Is it even possible?
‘"This is about restoring self-governance and accountability in America as well. Elected leaders, if they make the wrong decisions, voters have a great choice. You can vote them out and remove them. Most of the people making these decisions from health care to the Department of Defense are failing on effectiveness because they have no accountability. Historically, it's been the view of many scholars to say that those people could not even be fired. Now we take a different view with the environment the Supreme Court has given us in recent years, and we're going to use that in a pretty extensive way to move quickly," he explained.’
IBM CEO on Trump: ‘Less regulation, more innovation’ is a win for business
Regulatory certainty enables innovation and risk-taking.
‘Krishna believes a lighter regulatory environment will prompt clients to make investment decisions more quickly and also lay the groundwork for a more favorable deal environment.
‘“If we have more certainty on the outcome, then we are willing to lean into things like M&A … If the regulatory process and antitrust are going to be more certain, that allows you to take more risk,” Krishna added.’
The Virginia Model for Regulatory Modernization
Virginia is well on its way to achieving its regulatory reform goals. Technology is making an impact.
‘As these reforms play out, one state stands above the rest. In his first year in office, Virginia Governor Glenn Youngkin created an Office of Regulatory Management (ORM) to lead regulatory modernization in the Commonwealth of Virginia.
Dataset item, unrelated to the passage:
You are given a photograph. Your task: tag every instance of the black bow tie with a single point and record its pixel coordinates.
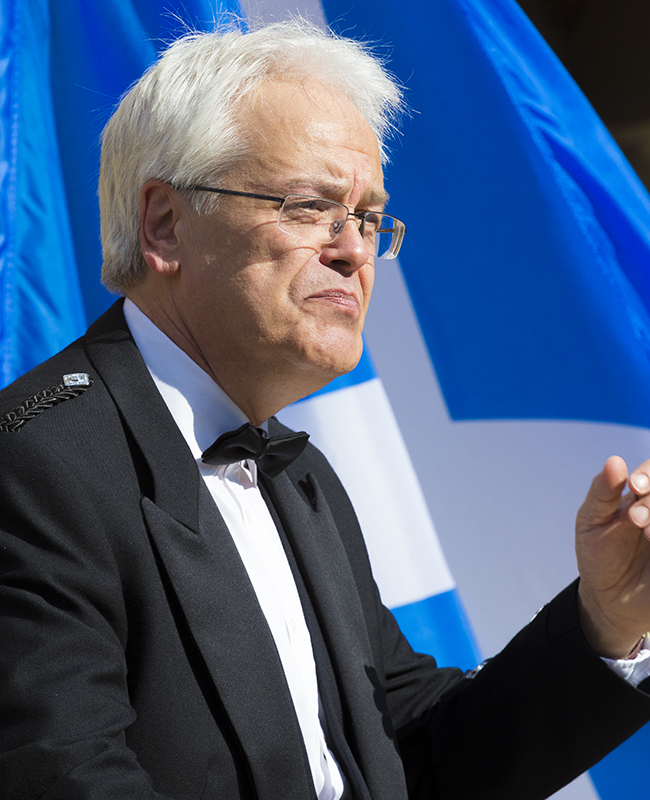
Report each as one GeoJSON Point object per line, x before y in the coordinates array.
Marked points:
{"type": "Point", "coordinates": [272, 453]}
He tasked ORM with enhancing transparency and efficiency in both regulation and permitting. And he set the ambitious goals of reducing regulatory requirements by 25 percent and achieving a substantial shortening of permit processing times.
‘Now, two years later, Governor Youngkin’s administration has achieved such extraordinary success that other states and reform-minded federal officials are sitting up and taking notice. A few developments over that period have been particularly noteworthy.
‘On the regulatory reduction front, ORM estimates that changes to date are saving Virginia citizens over $1.2 billion per year. Virginia has taken an innovative approach to regulatory reduction. Virginia agencies can achieve credit towards the 25 percent reduction goal by cutting words, but they can also get credit by reducing—but not eliminating—burdens. For instance, when the Virginia Board for Barbers and Cosmetologists reduced cosmetologist training hours from 1500 to 1000, it received a 33 percent credit, multiplied by the associated requirements.’
What Does a Second Trump Administration Mean for AI Regulation?
Will states be able to step into the void left as Trump unwinds Biden’s executive orders on AI, or will the new Administration take steps to claim priority for AI regulation?
‘The second Trump administration will likely continue to focus on deregulation and private-sector innovation. The removal or alteration of key executive orders – like those promoting AI ethics, transparency, and fairness – would reduce the regulatory burden on businesses, allowing for greater flexibility and faster deployment of AI technologies. However, states are not without power in this space. Companies should expect an increase in state regulatory efforts, and businesses should stay informed about the potential shifts at a state-by-state level. Likewise, AI business practices that otherwise constitute unfair or deceptive trade practices will continue to be policed both by the Federal Trade Commission and the plaintiffs’ bar. All in all, the next four years will likely bring regulatory change, but perhaps not the extinction that some commenters have speculated.’